Towards Machine Comprehension of Spoken Content: Initial TOEFL Listening Comprehension Test by Machine
This addresses the challenge of accessing and summarizing spoken content for humans, though it is incremental as it builds on existing neural network methods for a new domain.
The paper tackles the problem of machine comprehension of spoken content by proposing a new task based on the TOEFL listening comprehension test, achieving encouraging initial results with an Attention-based Multi-hop Recurrent Neural Network (AMRNN) architecture.
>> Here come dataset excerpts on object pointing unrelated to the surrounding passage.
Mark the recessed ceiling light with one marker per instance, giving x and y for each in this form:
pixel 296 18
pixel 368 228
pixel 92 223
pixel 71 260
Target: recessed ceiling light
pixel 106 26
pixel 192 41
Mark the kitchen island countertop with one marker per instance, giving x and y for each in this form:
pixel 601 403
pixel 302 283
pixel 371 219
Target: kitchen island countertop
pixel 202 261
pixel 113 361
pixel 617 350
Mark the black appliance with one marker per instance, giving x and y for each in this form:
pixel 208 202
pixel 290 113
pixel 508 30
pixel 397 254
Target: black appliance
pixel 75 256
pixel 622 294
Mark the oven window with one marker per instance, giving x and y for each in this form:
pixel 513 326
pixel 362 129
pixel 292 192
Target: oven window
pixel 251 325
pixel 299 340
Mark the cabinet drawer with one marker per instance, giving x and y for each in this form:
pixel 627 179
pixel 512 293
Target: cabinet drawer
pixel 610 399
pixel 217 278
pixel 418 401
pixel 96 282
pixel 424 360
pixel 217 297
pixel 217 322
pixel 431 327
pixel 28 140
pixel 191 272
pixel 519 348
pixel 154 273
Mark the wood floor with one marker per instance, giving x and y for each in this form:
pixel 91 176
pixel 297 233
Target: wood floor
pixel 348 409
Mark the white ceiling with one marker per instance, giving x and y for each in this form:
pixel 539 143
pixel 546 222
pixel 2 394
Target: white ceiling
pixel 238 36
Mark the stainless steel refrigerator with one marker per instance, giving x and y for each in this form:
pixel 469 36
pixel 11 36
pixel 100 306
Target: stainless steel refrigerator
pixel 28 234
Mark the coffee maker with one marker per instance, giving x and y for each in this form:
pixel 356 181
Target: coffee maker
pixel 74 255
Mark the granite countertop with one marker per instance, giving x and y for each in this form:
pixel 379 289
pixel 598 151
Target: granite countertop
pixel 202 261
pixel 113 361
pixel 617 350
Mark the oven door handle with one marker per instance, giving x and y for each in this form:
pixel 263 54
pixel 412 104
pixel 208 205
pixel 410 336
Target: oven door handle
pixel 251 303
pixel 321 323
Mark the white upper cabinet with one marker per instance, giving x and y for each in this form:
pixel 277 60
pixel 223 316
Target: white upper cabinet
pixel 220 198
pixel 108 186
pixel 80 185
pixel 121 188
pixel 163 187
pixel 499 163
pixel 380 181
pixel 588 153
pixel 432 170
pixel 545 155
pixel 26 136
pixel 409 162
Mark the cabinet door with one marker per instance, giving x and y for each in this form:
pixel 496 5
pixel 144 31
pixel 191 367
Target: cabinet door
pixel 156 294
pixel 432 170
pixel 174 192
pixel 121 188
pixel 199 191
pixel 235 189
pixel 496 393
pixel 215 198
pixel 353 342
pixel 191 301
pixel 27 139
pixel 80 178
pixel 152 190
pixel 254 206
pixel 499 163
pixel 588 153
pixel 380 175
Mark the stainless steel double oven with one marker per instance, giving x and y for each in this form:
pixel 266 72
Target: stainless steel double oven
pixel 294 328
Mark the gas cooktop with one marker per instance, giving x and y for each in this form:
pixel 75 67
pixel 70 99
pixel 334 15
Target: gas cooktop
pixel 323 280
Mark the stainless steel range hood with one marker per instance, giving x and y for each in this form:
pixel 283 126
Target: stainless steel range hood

Multimedia or spoken content presents more attractive information than plain text content, but it's more difficult to display on a screen and be selected by a user. As a result, accessing large collections of the former is much more difficult and time-consuming than the latter for humans. It's highly attractive to develop a machine which can automatically understand spoken content and summarize the key information for humans to browse over. In this endeavor, we propose a new task of machine comprehension of spoken content. We define the initial goal as the listening comprehension test of TOEFL, a challenging academic English examination for English learners whose native language is not English. We further propose an Attention-based Multi-hop Recurrent Neural Network (AMRNN) architecture for this task, achieving encouraging results in the initial tests. Initial results also have shown that word-level attention is probably more robust than sentence-level attention for this task with ASR errors.